MR. J. D. GRIGGS (instructed by Messrs. Alms & Young, Solicitors, Taunton, Somerset) appeared on behalf of the Respondent.
The plaintiff was born on the 12th November 1961, so she is still an infant, 16 years old. She will not cease to be under the disability of infancy until the 12th November 1979. On the 21 May 1964 she suffered brain damage when, walking with her mother along a footpath in Ilchester, Somerset, she was struck by the defendant's motor car. Unfortunately, her injuries were so serious that she may never be able to live a normal independent life.
On 3 May 1967 a writ was issued by her father and next friend claiming damages for negligence in respect of her injuries. It was served on 20th April 1968. But it was not until the 19th July 1977 that the second firm of solicitors to act for her and her father gave notice of intention to proceed with the action and not until 19th August 1977 that the statement of claim in the action was served. Understandably, its service was followed on the 22nd September 1977 by a summons to dismiss the action for want of prosecution. Understandably also, the Yeovil District Registrar dismissed the action on 8th November 1977 and Mr. Justice Dunn on the 27th January 1978 dismissed an appeal from his decision. But the learned judge gave leave to appeal, and that too is understandable when it is appreciated that what is in question here is the relationship between Birkett v. James (1977) 3 Weekly Law Reports 38 and the Limitation Act 1975, a relationship which has been considered by this Court in Biss v. Lambeth etc. Health Authority (1978) 1 Weekly Law Reports 38, and, in particular the impact of the earlier case on section 2 of that Act, which appears not yet to have been considered in any reported case. In other words, can the infant plaintiff bring another action if this action is dismissed, and, if she can, is that a conclusive reason why this action should not be dismissed?

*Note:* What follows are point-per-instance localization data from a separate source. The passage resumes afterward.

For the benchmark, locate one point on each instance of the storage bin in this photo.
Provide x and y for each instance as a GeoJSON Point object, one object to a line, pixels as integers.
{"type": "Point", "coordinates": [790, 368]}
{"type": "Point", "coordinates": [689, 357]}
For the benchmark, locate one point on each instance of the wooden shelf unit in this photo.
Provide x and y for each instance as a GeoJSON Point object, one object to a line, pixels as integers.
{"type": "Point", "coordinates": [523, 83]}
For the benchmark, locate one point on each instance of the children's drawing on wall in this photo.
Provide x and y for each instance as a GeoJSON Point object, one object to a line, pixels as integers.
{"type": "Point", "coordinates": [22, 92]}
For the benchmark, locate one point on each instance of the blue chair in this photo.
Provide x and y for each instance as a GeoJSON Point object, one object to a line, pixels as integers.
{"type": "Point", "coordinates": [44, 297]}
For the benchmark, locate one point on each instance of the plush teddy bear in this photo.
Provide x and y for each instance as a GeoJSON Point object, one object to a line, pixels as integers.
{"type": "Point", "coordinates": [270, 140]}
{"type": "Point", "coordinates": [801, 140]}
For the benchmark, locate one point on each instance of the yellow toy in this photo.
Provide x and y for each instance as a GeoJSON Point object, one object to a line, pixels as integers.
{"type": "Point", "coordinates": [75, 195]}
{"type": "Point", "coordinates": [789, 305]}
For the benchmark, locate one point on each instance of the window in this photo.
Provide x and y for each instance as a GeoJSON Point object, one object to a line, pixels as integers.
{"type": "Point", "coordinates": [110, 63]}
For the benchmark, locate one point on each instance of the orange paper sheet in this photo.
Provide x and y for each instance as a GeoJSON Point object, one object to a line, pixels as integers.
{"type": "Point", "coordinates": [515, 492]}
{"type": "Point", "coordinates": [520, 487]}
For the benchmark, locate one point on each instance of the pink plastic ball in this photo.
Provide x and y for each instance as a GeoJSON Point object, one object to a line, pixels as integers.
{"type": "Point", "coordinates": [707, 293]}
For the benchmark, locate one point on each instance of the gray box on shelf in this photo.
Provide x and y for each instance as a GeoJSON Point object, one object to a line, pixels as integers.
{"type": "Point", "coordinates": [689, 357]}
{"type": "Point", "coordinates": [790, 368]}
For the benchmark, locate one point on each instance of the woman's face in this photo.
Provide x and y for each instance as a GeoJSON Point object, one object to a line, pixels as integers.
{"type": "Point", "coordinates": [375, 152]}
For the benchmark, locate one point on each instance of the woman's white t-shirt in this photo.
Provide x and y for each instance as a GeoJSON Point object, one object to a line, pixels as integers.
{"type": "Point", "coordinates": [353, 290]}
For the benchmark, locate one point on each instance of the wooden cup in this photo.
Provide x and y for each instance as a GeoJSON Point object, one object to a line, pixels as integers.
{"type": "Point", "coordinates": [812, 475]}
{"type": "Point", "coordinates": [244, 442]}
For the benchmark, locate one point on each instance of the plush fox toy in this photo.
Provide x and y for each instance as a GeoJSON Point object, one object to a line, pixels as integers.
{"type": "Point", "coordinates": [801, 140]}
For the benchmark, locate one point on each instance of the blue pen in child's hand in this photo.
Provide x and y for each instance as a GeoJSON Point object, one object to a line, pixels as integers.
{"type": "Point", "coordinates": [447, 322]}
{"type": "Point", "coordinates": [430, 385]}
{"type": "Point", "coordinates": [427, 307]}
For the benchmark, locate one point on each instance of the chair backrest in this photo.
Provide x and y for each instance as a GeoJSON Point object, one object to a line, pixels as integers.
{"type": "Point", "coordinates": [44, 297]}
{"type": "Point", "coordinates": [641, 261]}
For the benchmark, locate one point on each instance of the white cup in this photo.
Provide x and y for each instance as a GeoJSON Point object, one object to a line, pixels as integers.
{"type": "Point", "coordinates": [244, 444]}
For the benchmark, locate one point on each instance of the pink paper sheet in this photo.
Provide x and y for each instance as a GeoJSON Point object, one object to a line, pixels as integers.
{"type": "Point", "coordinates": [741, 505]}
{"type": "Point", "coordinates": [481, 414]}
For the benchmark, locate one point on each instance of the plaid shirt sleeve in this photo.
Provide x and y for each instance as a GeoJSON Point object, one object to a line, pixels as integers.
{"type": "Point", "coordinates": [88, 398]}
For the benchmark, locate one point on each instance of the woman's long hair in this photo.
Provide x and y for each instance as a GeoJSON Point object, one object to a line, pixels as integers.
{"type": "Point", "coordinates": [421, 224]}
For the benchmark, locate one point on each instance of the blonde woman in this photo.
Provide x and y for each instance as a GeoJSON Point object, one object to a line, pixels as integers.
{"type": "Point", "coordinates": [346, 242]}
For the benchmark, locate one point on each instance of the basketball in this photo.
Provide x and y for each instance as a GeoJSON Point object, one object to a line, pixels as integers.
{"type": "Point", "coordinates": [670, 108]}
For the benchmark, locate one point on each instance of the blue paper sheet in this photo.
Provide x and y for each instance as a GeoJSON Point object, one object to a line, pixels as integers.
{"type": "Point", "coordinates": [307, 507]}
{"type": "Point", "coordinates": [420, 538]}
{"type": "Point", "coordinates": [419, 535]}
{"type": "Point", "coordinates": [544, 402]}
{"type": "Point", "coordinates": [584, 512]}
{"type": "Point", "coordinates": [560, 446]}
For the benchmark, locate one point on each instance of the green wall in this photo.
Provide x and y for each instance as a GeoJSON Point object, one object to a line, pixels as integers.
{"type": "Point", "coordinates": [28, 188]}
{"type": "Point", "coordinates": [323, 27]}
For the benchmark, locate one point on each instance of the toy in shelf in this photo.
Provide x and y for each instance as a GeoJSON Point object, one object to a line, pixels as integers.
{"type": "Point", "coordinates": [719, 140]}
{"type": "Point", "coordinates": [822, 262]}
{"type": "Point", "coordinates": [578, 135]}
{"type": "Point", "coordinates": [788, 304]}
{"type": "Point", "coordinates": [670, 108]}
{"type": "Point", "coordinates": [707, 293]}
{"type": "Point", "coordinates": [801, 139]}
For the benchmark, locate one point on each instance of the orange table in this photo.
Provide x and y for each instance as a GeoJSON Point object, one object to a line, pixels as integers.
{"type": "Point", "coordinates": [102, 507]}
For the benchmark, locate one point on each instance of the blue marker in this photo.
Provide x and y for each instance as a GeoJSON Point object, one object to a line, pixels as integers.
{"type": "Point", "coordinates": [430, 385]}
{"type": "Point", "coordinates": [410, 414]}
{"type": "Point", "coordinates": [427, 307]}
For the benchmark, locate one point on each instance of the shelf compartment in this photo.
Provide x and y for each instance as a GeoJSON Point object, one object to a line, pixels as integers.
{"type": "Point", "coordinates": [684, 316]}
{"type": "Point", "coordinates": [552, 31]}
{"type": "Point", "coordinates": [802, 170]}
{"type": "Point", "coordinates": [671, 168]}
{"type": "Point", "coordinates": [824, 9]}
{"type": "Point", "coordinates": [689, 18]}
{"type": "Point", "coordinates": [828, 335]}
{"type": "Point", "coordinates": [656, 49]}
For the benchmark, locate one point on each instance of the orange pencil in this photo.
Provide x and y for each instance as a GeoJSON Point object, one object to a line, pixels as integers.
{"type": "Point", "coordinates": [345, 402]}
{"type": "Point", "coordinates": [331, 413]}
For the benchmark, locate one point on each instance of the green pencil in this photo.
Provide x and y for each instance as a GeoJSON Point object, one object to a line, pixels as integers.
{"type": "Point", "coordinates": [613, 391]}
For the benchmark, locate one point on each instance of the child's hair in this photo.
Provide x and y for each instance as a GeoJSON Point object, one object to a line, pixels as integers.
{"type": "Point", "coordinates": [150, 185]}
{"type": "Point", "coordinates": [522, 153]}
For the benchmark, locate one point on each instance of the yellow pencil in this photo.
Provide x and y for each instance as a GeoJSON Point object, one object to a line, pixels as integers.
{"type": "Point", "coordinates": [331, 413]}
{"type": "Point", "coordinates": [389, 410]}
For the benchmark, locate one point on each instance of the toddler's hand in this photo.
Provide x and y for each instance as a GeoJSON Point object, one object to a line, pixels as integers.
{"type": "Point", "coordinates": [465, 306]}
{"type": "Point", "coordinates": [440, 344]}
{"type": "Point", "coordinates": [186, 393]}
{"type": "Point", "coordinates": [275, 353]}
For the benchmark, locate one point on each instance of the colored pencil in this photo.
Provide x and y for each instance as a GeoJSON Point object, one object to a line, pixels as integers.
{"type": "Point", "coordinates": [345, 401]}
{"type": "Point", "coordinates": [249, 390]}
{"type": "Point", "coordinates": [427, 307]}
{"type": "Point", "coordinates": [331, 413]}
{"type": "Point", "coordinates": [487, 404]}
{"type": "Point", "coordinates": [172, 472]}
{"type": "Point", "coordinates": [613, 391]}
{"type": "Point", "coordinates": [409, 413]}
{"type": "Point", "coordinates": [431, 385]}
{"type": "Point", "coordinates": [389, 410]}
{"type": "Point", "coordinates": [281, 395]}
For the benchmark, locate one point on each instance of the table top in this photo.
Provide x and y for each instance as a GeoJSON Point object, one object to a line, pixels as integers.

Section 22 of the Limitation Act 1939 as amended by sections 2(2) and 8(2) of the Law Reform (Limitation of Actions etc.) Act 1954 provided:"If on the date when any right of action accrued for which a period of limitation is prescribed by this Act, the person to whom it accrued was under a disability, the action may be brought at any time before the expiration of six years … from the date when the person ceased to be under a disability or died, whichever event first occurred, notwithstanding that the period of limitation has expired:" (I omit the proviso to section (1).) "(2) In the case of actions for damages for negligence, nuisance or breach of duty (whether the duty exists by virtue of a contract or of provision made by or under a statute or independently of any contract or any such provision) where the damages claimed by the plaintiff for the negligence, nuisance or breach of duty consist of or include damages in respect of personal injuries to any person,- (a) the preceding provisions of this section shall have effect as if for the words "six years" there were substituted the words "three years"; and (b) this section shall not apply unless the plaintiff proves that the person under the disability was not, at the time when the right of, action accrued to him, in the custody of a parent."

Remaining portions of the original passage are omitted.